Clearly $(100,100,100)$ is a solution, so now assume there exists at least two of $a,b,c$ that doesn't equal $100$ . WLOG $c \neq 100$ . Note that $a + b = 300-c$ .

We have $a^2 b + a^2 c + b^2 a + b^2 c + c^2a + c^2 b = ab(a+b) + c^2(a+b) + c(a^2 + b^2)$ , which equals $ab(300 - c) + c^2 (300- c) + c((300-c)^2 - 2ab)$ This can be further simplified to $ab(300 - 3c) + c^2 (300 - c) + c (300 - c)^2 = ab(300 - 3c) + 300 c(300 - c)$ . Dividing by $3$ , we get $ab(100 - c) + 100 c(300 - c) = 2,000,000$ This implies $ab = \frac{2,000,000 - 100 c(300-c) }{100 - c} = \frac{100c^2 - 300 \cdot 100 c - 100\cdot (200 \cdot 100)}{c -100}$ . However, we see that $(c-100) (100c - 200 \cdot 100) = 100c^2 - 300 \cdot 100 c - 100 \cdot (200 \cdot 100)$ , so since $c\ne 100$ , $ab$ must equal $100c - 20,000$ . Now we find $a$ and $b$ (using the fact that $a + b = 300 - c$ ).

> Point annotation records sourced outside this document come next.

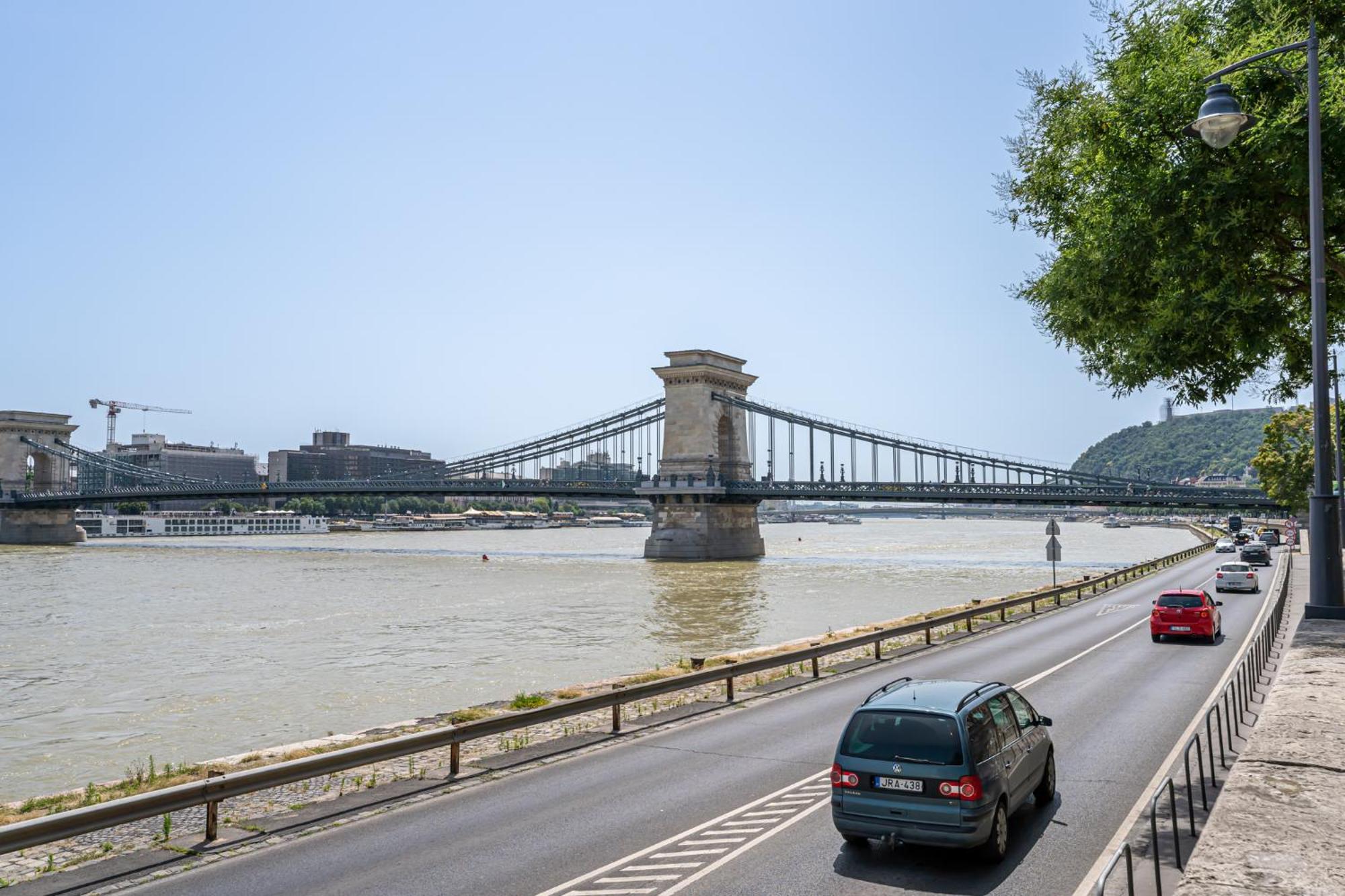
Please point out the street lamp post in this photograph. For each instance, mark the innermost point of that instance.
(1219, 124)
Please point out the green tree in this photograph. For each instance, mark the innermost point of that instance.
(1285, 459)
(1171, 261)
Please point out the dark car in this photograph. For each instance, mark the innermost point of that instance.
(1256, 552)
(942, 763)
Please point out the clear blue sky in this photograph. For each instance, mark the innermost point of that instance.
(451, 225)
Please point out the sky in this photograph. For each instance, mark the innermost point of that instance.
(454, 225)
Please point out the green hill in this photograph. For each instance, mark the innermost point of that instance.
(1219, 442)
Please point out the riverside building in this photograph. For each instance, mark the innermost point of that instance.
(332, 456)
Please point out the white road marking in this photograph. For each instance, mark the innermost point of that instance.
(645, 853)
(805, 792)
(744, 848)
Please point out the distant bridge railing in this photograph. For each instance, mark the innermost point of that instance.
(1106, 494)
(1109, 494)
(213, 790)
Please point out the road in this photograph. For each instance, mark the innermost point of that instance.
(738, 803)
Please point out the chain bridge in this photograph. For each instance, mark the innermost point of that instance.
(703, 454)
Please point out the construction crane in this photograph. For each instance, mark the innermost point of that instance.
(118, 407)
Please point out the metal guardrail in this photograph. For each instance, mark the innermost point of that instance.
(1239, 692)
(209, 791)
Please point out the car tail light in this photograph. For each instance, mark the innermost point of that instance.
(841, 778)
(968, 787)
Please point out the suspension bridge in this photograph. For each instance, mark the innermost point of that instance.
(704, 454)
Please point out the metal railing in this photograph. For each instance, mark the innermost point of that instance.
(1233, 701)
(210, 791)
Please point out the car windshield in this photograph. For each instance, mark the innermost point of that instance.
(898, 736)
(1180, 600)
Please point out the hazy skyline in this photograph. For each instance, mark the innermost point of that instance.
(451, 228)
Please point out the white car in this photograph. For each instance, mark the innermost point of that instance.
(1237, 577)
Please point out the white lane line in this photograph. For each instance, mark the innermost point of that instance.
(1086, 885)
(742, 849)
(812, 786)
(1028, 682)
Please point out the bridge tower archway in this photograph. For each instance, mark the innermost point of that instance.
(28, 469)
(704, 446)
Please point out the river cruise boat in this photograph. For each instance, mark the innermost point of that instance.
(198, 522)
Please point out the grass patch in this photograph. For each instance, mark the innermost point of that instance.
(528, 701)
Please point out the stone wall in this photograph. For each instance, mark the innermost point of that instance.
(1277, 825)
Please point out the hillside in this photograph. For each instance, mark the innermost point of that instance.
(1187, 446)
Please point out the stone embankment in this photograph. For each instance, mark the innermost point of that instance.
(1277, 825)
(477, 756)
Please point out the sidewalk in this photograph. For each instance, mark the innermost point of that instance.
(1277, 825)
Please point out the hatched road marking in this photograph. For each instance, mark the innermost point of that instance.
(757, 818)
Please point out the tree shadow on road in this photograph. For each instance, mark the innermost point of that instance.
(934, 869)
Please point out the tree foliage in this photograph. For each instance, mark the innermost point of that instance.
(1285, 459)
(1174, 263)
(1221, 442)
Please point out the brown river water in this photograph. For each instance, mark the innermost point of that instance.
(190, 649)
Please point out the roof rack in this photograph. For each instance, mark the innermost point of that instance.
(887, 688)
(977, 690)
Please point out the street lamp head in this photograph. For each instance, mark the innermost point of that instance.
(1221, 119)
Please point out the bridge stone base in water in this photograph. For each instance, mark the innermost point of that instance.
(37, 526)
(703, 530)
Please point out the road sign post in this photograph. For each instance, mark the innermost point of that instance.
(1054, 548)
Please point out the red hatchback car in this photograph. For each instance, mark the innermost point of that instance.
(1187, 612)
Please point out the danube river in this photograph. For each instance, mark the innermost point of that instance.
(189, 649)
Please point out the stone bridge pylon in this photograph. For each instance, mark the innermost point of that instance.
(24, 469)
(705, 444)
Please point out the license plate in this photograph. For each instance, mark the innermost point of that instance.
(910, 784)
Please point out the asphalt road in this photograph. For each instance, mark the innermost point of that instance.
(738, 803)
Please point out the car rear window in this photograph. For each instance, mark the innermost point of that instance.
(1180, 600)
(898, 736)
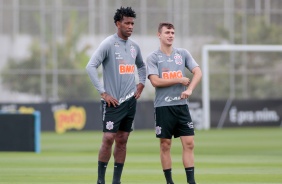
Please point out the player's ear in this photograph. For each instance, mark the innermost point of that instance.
(159, 34)
(118, 24)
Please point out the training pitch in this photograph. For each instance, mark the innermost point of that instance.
(222, 156)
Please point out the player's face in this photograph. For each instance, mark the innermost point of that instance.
(125, 27)
(166, 36)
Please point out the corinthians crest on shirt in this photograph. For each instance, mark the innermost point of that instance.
(178, 59)
(132, 51)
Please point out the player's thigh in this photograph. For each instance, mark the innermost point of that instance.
(185, 125)
(112, 117)
(126, 124)
(165, 122)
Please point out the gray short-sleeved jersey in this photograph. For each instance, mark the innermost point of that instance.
(169, 67)
(118, 58)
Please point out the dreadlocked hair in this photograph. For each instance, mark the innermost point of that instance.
(124, 12)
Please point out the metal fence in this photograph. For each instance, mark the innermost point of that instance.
(45, 44)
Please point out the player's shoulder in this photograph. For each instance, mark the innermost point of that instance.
(108, 41)
(181, 50)
(153, 54)
(133, 42)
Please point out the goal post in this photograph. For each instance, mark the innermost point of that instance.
(205, 69)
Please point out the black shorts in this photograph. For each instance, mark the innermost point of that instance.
(120, 117)
(173, 121)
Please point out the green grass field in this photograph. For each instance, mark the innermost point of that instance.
(222, 156)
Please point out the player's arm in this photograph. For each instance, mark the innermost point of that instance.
(160, 82)
(197, 75)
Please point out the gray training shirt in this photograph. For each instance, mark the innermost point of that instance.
(118, 58)
(169, 67)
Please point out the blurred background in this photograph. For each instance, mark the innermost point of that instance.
(46, 44)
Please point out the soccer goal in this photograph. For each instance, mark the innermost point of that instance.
(205, 69)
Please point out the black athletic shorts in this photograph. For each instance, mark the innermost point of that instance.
(120, 117)
(173, 121)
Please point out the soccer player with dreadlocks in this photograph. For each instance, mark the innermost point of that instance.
(118, 55)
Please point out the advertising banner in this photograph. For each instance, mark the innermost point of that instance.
(75, 116)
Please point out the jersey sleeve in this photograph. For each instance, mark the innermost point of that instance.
(190, 62)
(95, 61)
(141, 68)
(151, 65)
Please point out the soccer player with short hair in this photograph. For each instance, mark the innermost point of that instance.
(119, 55)
(166, 71)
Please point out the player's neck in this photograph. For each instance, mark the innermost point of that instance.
(167, 50)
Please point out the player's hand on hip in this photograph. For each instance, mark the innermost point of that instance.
(139, 90)
(185, 94)
(109, 99)
(185, 81)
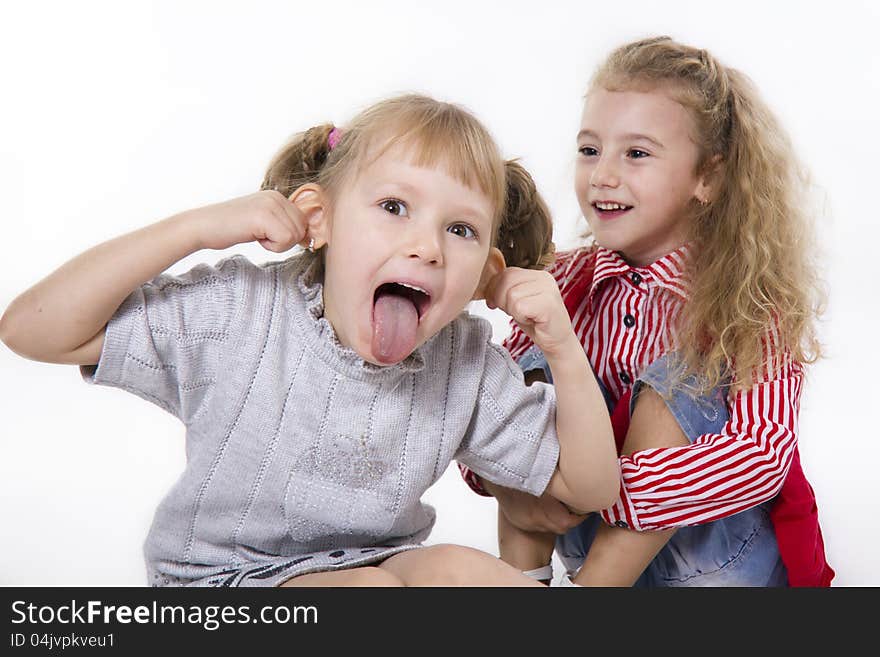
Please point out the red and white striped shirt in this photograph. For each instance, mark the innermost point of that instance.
(624, 318)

We have that $a,b$ are the roots of the quadratic $X^2 - (300 - c) X + (100c - 20,000) = 0$ By inspection, $X = 100$ is a root of this equation, and the other root is $200 - c$ . Therefore one of the variables $a,b$ is $100$ . This means $(a,b,c)$ must be a permutation of $(100,x,200-x)$ for some $x$ .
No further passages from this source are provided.